This clinical trial is focused on studying a type of cancer known as Soft Tissue Sarcoma, which can spread to other parts of the body or cannot be removed through surgery. The treatment being tested is a new medication called ADCE-D01. This medication is a special type of drug known as a humanized antibody, which is designed to target and attack cancer cells. It is linked to a substance that helps stop cancer cells from growing and dividing.

The purpose of this study is to evaluate the safety and effectiveness of ADCE-D01 in treating patients with Soft Tissue Sarcoma. The study will be conducted in two main phases. In the first phase, different doses of the medication will be tested to find the most suitable dose that patients can tolerate. In the second phase, the study will focus on how well the medication works in controlling the cancer. Throughout the study, participants will receive the medication through an intravenous infusion, which means it will be given directly into a vein.

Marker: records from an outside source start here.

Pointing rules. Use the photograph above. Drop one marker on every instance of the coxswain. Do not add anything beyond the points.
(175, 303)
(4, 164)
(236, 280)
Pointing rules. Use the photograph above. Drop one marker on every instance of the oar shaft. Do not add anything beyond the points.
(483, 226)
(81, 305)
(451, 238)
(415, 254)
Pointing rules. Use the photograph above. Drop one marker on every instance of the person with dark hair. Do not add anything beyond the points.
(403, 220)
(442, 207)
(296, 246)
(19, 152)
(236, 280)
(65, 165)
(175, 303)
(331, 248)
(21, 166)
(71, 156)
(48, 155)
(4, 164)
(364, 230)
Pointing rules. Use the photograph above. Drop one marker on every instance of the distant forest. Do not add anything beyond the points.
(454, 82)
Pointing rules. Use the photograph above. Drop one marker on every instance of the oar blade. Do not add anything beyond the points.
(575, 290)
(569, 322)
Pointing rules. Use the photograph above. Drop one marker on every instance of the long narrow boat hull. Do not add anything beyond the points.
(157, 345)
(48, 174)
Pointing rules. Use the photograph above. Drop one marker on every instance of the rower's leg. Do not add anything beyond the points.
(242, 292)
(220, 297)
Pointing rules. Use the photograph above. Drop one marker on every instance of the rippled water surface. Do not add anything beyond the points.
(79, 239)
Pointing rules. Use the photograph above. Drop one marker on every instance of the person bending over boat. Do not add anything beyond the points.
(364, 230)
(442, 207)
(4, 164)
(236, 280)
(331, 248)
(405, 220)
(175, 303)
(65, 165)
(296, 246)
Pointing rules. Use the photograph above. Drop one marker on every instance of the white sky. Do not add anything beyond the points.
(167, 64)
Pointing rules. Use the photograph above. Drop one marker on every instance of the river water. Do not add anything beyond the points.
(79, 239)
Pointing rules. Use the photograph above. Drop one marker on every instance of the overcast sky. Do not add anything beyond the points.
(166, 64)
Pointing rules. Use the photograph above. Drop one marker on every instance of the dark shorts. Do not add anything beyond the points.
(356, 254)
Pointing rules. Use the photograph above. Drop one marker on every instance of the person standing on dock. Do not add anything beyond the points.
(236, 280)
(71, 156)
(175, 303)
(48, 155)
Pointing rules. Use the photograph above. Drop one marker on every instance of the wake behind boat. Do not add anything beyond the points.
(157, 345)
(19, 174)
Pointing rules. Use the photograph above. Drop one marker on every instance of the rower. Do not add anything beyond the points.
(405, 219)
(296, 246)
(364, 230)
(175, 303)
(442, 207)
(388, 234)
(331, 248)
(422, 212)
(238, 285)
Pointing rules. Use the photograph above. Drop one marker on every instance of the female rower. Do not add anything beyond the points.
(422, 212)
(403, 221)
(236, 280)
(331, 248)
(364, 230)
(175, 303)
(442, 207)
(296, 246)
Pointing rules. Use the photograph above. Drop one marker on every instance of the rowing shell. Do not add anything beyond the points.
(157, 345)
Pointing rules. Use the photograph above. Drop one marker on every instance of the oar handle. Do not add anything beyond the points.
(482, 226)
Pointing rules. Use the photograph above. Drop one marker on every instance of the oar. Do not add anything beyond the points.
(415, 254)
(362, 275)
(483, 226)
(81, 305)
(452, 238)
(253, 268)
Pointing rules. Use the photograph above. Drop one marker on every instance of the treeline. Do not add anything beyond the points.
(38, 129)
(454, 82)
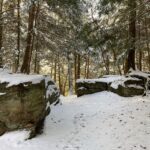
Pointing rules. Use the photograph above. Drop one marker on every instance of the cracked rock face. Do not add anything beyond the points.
(25, 105)
(125, 86)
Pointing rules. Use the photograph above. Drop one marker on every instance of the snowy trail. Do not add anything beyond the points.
(102, 121)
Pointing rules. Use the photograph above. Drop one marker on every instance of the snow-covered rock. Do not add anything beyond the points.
(122, 85)
(25, 101)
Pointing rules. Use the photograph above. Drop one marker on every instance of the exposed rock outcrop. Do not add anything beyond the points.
(131, 85)
(25, 101)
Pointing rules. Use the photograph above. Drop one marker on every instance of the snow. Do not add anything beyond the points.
(101, 121)
(2, 94)
(139, 73)
(107, 79)
(15, 79)
(116, 83)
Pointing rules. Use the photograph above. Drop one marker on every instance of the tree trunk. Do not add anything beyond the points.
(18, 37)
(130, 61)
(70, 82)
(88, 67)
(1, 34)
(28, 52)
(78, 66)
(147, 42)
(75, 69)
(55, 69)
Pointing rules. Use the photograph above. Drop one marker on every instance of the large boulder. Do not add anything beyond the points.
(89, 86)
(121, 85)
(23, 101)
(127, 87)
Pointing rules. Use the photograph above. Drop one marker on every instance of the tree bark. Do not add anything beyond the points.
(70, 82)
(78, 66)
(28, 52)
(130, 61)
(18, 36)
(1, 34)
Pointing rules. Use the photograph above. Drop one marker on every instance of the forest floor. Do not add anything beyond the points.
(101, 121)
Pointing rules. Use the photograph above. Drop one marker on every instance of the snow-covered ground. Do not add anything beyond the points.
(102, 121)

Participants in the study will be closely monitored to see how their bodies respond to the treatment and to check for any side effects. The study aims to gather important information about the medication’s ability to reduce the size of tumors and improve the overall health of patients with Soft Tissue Sarcoma. This research is an important step in finding new and effective treatments for this type of cancer.

1 joining the study

Upon joining the study, you will be informed about the trial’s purpose, procedures, and potential risks and benefits. You will be asked to sign an informed consent form, confirming your understanding and willingness to participate.

2 initial assessment

An initial assessment will be conducted to confirm your eligibility. This includes reviewing your medical history, current health status, and any previous treatments you have received for soft tissue sarcoma.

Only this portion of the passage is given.